Harmonize 2 audio sounds

Hello all,

I’m using Audacity 2.0.6.

Context :

  • I have downloaded two versions of a song (.mp3 format)
  • I would like to “harmonize” frequencies of the second version, in order to match the frequencies of the first one. (Sorry if I don’t use the appropriate words, but I am a novice in the audio world).
    To illustrate this, as an example, I clearly hear that in the second version, there is more “bass” than in the first version, and I would like to change the second version to have to same “level” in order to mix them without hearing a change.

Based on my first researchs, I understand that :

Thank you in advance for all of your advices !

The Equalization effect is exactly what you need.
There is some information in the manual that you may find useful: Audacity Manual

The usual way to adjust the equalization, is “by ear”.
You may also find it helpful to compare the frequency spectra of the two tracks using the “Plot Spectrum” tool: Audacity Manual

Hello Steve,

Thank you for your prompt answer !

Based on your recommendation,

  1. I used Audacity to trace the Spectrum for each version of the song (here and here) and I exported them (with a size of 65536).

  2. Within an Excel spreadsheet, I have compared both with a diff function, and I traced the result (here)

I tried to use this to build my Equalizer to be applied on the second version, but I’m facing the 2 following issues in Audacity (see here) :

  • I can’t go further than 20kHz (but I think this is related to “audible” frequencies)
  • I can’t add more than -20dB on the 3 last frequencies, whereas I have different values to add : -52db for 12,5kHz, -40dB for 16kHz, -25db for 20kHz

How can I proceed with this stuff to add more ?

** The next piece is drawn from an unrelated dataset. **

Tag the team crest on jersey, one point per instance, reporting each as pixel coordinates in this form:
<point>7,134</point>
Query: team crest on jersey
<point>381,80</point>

Thank you again for your expertise !

I like the approach. To a degree that approach will work, but you are running into physical limitations of the material that you are dealing with.

Looking at “audio version 1”
From about 12000 Hz upward, the sound level drops very rapidly to almost nothing.
When the level drops as low as that, it is reasonable to assume that there is no meaningful audio above that frequency. That low level signal showing between 12 - 16 kHz will almost certainly be nothing more than a very faint “hiss”. You will not be able to restore any meaningful audio above 12 kHz because there isn’t any.

Steve did produce a plugin which could be used to match the frequency-response of one track to that of another in Audacity , but using it is not a simple matter * , particularly if you are a “novice”, [ trial and error with the equalizer may be easier ].

Tip: If you are going to use Steve’s “SpectrumToEqCurve.ny” plugin don’t choose more than 1024 points : it may crash Audacity. ( An equalization-curve with 1024 points may take a few minutes to calculate ).

[ * if you want track X to sound like track Y …
Step#1 obtain a equalization-curve for track X using Steve’s “SpectrumToEqCurve.ny” plugin,
invert that equalization-curve in the equalizer, then apply that inverted equalization-curve to track X so it then has a flat frequency-response.
Step#2 obtain a equalization curve for track Y , and apply it to the flattened version of track X ].